When know-nothing try and teach

I saw a video about Bourbon made by Bloomberg news.

Bourbon is a lie.  Most of the brands of Bourbon you buy are made from a large distillery and not small individual distilleries.

And?  Beer works the same way.  So do a lot of products.

What’s next, an expose on how the Twix commercials are a lie and there is no left and right factory and they are all part of Mars, Inc.?

Less then a minute into the video, I was done.

“What can distinguish one Bourbon brand from another may be little more than how long the liquid sat in the barrel.”


This is chemical engineering, right up my alley.

Step one, make the mash.  Use a grain containing sugar and ferment the grain into a solution of ethanol and water.  This has to be done under the right conditions or the yeasts will produce fusel alcohols as well.  The mineral content of the water, the type of grain used, the fermenting conditions all have an effect on how much ethanol or fusel alcohol is made.  This is why Scotch makers go on and on about the stream they got their water out of.

Step two, distill.     Using heat, separate as much ethanol as you can from everything else.  Too much heat and you get other impurities in your condensate.  Too little and you don’t get much of anything.  Distillation is not a perfect means of separation, so some of the other organics and aromatics from the mash come through  into the distillate.  You may want this or not.  For a Vodka, you don’t want any flavor so you distill several times to get as much out as you can that is not ethanol.  For a rye whisky, the rye imparts a flavor so you keep it.

Step three, make the barrel.  Take an oak barrel.  Burn the inside.  The inner layer turns into charcoal.  The outer layer is raw wood.  In between the heat caramelizes the natural sugars in the wood.  The more intense the heat, the darker they turn, and the more the flavor varies.  This is the same science as is used in candy making.

Step four, age.  Put the ethanol solution in the barrel.  Diffusion will occur, and ethanol will dissolve into the wood.  Then it reaches steady state and the ethanol will move back out of the wood into liquid in the barrel, carrying the caramelized sugars and other wood flavors with it.  The charcoal will adsorb some of the other flavors as well.  The longer you age, the more wood flavors and sugars go into solution.  Bourbon uses new barrels.  Other whiskies use used barrels from wine, brandy, or beer production so the whiskey absorbs some of the flavors left in the barrel from the previous spirit.

This process of diffusion, along with the charring of the barrel is critical to the flavor of the Bourbon.  You have little control over the diffusion rate so all you can do is vary the time.

Aging time is important in wine, cheese, tea, beef, etc.  This know-nothing Bloomberg dipshit acts like aging time is a scam.  Bullshit.  Aging time is the difference between a fine Bourbon and throat burning piss.  It’s the difference between farmer’s cheese and a fine roquefort.

This is what happens when a journalism major tries to explain something he knows nothing about.

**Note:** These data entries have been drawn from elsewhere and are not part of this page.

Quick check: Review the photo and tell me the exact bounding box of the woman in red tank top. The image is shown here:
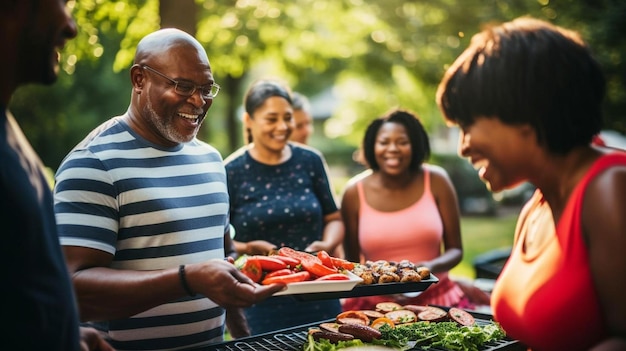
[437,18,626,351]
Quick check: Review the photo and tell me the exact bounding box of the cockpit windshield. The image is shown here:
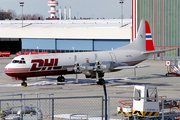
[12,58,26,64]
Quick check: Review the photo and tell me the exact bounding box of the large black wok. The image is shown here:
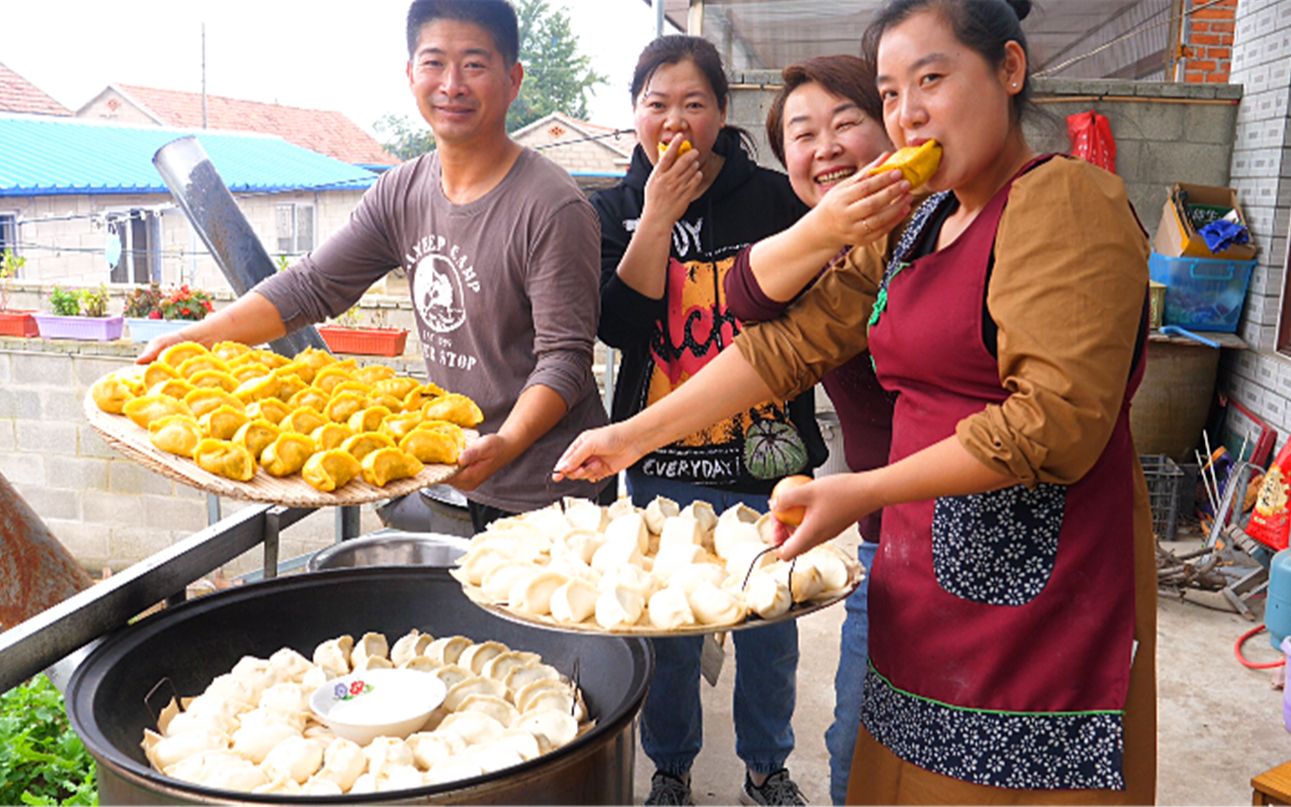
[67,568,653,804]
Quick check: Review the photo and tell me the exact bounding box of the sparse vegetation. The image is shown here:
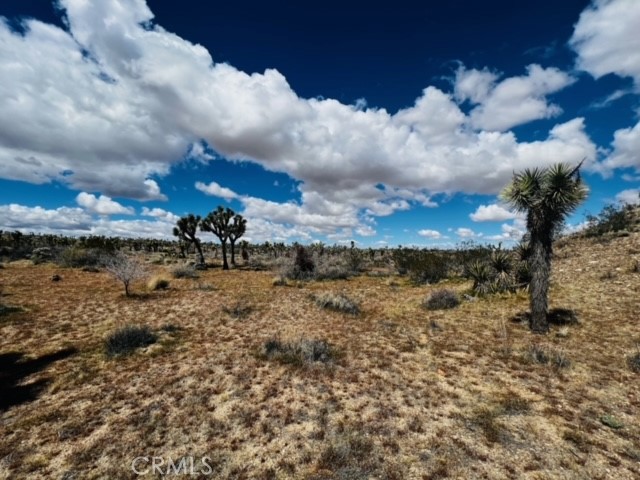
[222,300,254,320]
[502,163,588,333]
[104,252,147,297]
[171,265,199,278]
[523,344,571,370]
[393,248,450,284]
[147,275,171,292]
[104,325,157,357]
[582,204,637,237]
[200,206,235,270]
[423,288,460,310]
[173,213,204,265]
[0,226,640,480]
[315,293,360,315]
[627,351,640,373]
[262,337,336,367]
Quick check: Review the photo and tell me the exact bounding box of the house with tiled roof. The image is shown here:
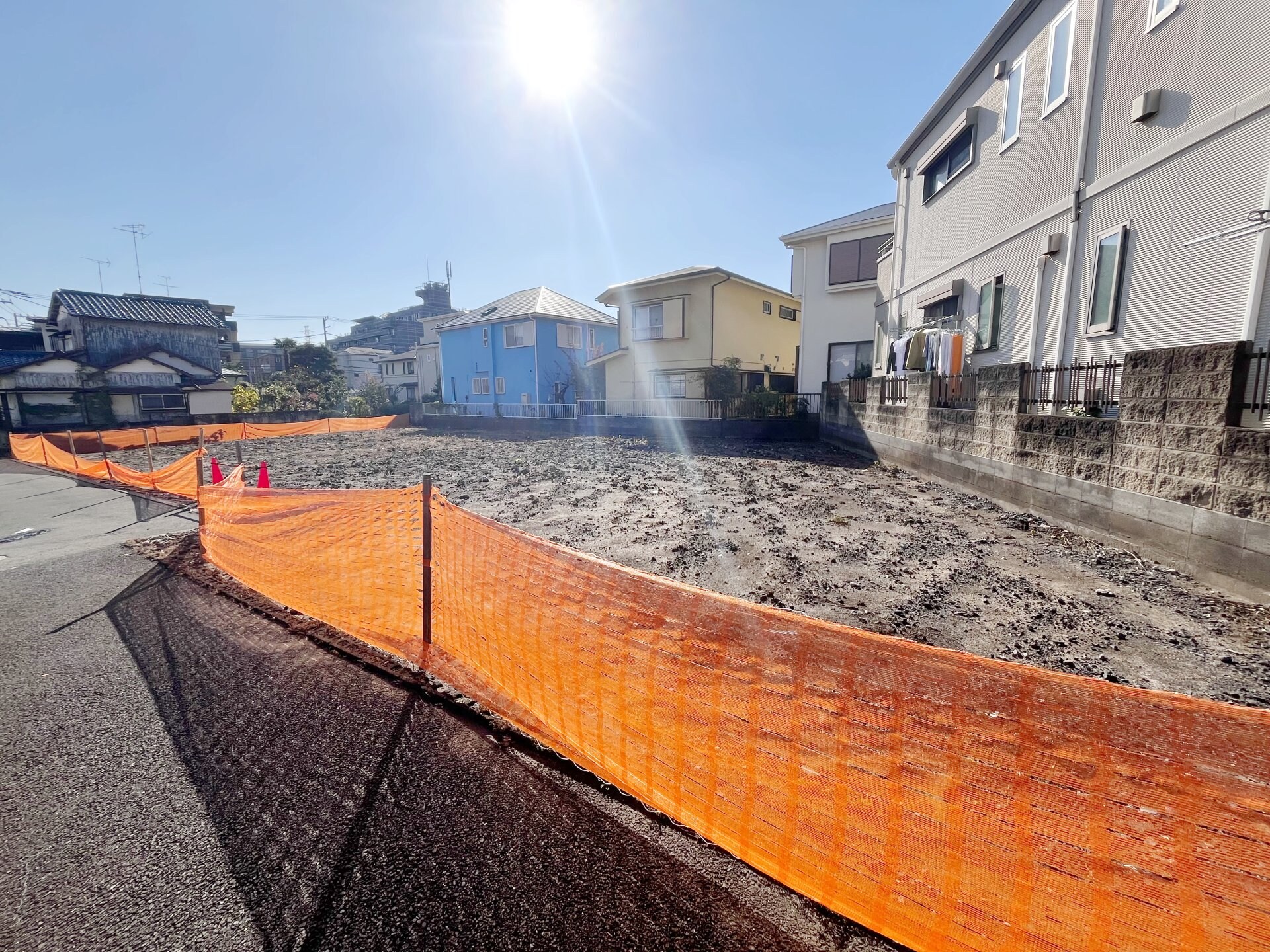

I have always wanted to make whisky in clean glass corboys.  Rather than charring the barrels, I’d carefully roast different wood chips at different temperatures to control the amount of caramelization that occurred in each batch of chips.  Then adjusting the ratios of the different roasts of chips, I could adjust the flavor.  Using small chips, the solution would reach equilibrium faster (shorter diffusion distance) and aging time could be decreased without a reduction in flavor.  This would be scientific whisky making.


6 Replies to “When know-nothing try and teach”

  1. J.Kb, you’re too charitable. I’d say the creator of that piece is simply a standard communist luddite opposed to all technology newer than the wheel (for everyone other than himself and his favored friends).
    On whiskey — I didn’t realize the similarity between the making of beer and whiskey until I visited a Dutch microbrewery that also makes a quite decent whiskey (“Frysk Hynder”) as a sideline. They gave the recipe as “make a batch of beer minus the hops, distill, age, done.”

    1. Apologies for the late comment. Here in Oregon several breweries do whiskey as either a side business or collaboration. The McMenamin’s brew pub empire makes a whiskey called Monkey Puzzle that is actually flavored with hops, based on their Scotch style whiskey to take the beer connection all the way.

  2. I personally prefer a good Tennessee whiskey over Bourbon. I also like a good single malt Scotch when I can afford it. The point being, sample various styles and brands, buy what you like and pay no attention to what idjits who hate whiskey and whiskey drinkers have to say.

    Now, if we could change the laws regarding distilled sprits, to allow experimentation along the lines outlined by J by regular folks, imagine the whiskeys that we could have.

  3. FWIIW Tom Bulleitt leased the still and warehouse from Wild Turkey Distilleries, which wouldn’t be in the Anderson County records, so the accusation in the Bloomberg story is crap. But, whatthehell, why would a Leftard bother with checking Bulleitt’s own Wikipedia entry when he can just launch a smear campaign?